Seriously, the long posts, which take forever to read and scroll through are ridiculous. No one cares about this quasi-rhetorical analysis of an anonymous blogger by another anonymous blogger. Also, some of the terms used are used incorrectly, e.g., ethos as it applies to rhetoric. Really…could we please get back to posts about things relevant to faculty…the HL has become so self-indulgent. It’s the epitome of bellybutton examination. Between this drivel and the random posts from staff members about things that should be posted on the CCC web site…geez louise!
“No one cares about this quasi-rhetorical analysis of an anonymous blogger by another anonymous blogger.”
I understand that you don’t like it, Anon, and I won’t dispute your personal preferences, but complaining about how long it takes to scroll through is a little on the self-indulgent side side, no? Too long? Don’t read it. Or skim it.

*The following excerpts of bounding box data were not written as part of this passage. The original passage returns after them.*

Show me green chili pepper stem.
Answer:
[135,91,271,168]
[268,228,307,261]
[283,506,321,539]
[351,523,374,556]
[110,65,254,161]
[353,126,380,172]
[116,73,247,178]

And (honestly not trying to start a flame war here–just wondering), can anyone define “things relevant to faculty”? The faculty is not a singularity. If you (any reader of this comment) know what is and isn’t relevant to all faculty, I’d love to be enlightened.
Finally, I’ve been trying to stay out of the comments while on sabbatical and will try again once I’m done with this one, but I’m puzzled by the hostility in a lot of the comments over the past few months.
Just to be clear–everyone who authors posts (as opposed to comments) is HW faculty. You certainly don’t have to like everything, and I’m happy to read thoughtful critiques and challenges, but when you feel the need to snipe at someone else’s efforts (anonymously, no less), I urge you to ask whether you’d be willing to say what you want to type at a round table with your colleague sitting there? Would you offer such a response to an effort from a student?
A friend of mine used to paraphrase Teddy Roosevelt (at least that’s who he attributed the following to), and say that a critic is someone who walks around after the battle has ended and shoots the wounded. The objection I’m raising is not to criticism, per se, but to substance. Speak for yourself, rather than for “everyone”; if you’d like to see different stuff on the Lounge, then take some responsibility and become the change you seek. That’s what 12Keystrokes is doing.
Please remember that there’s a person–a colleague–on the other side of those posts you don’t like, and if you’d like to dispute a point or make a suggestion, then do that.
If all you have are complaints, though, you might want to come out from under the bridge, lest someone think you to be a troll.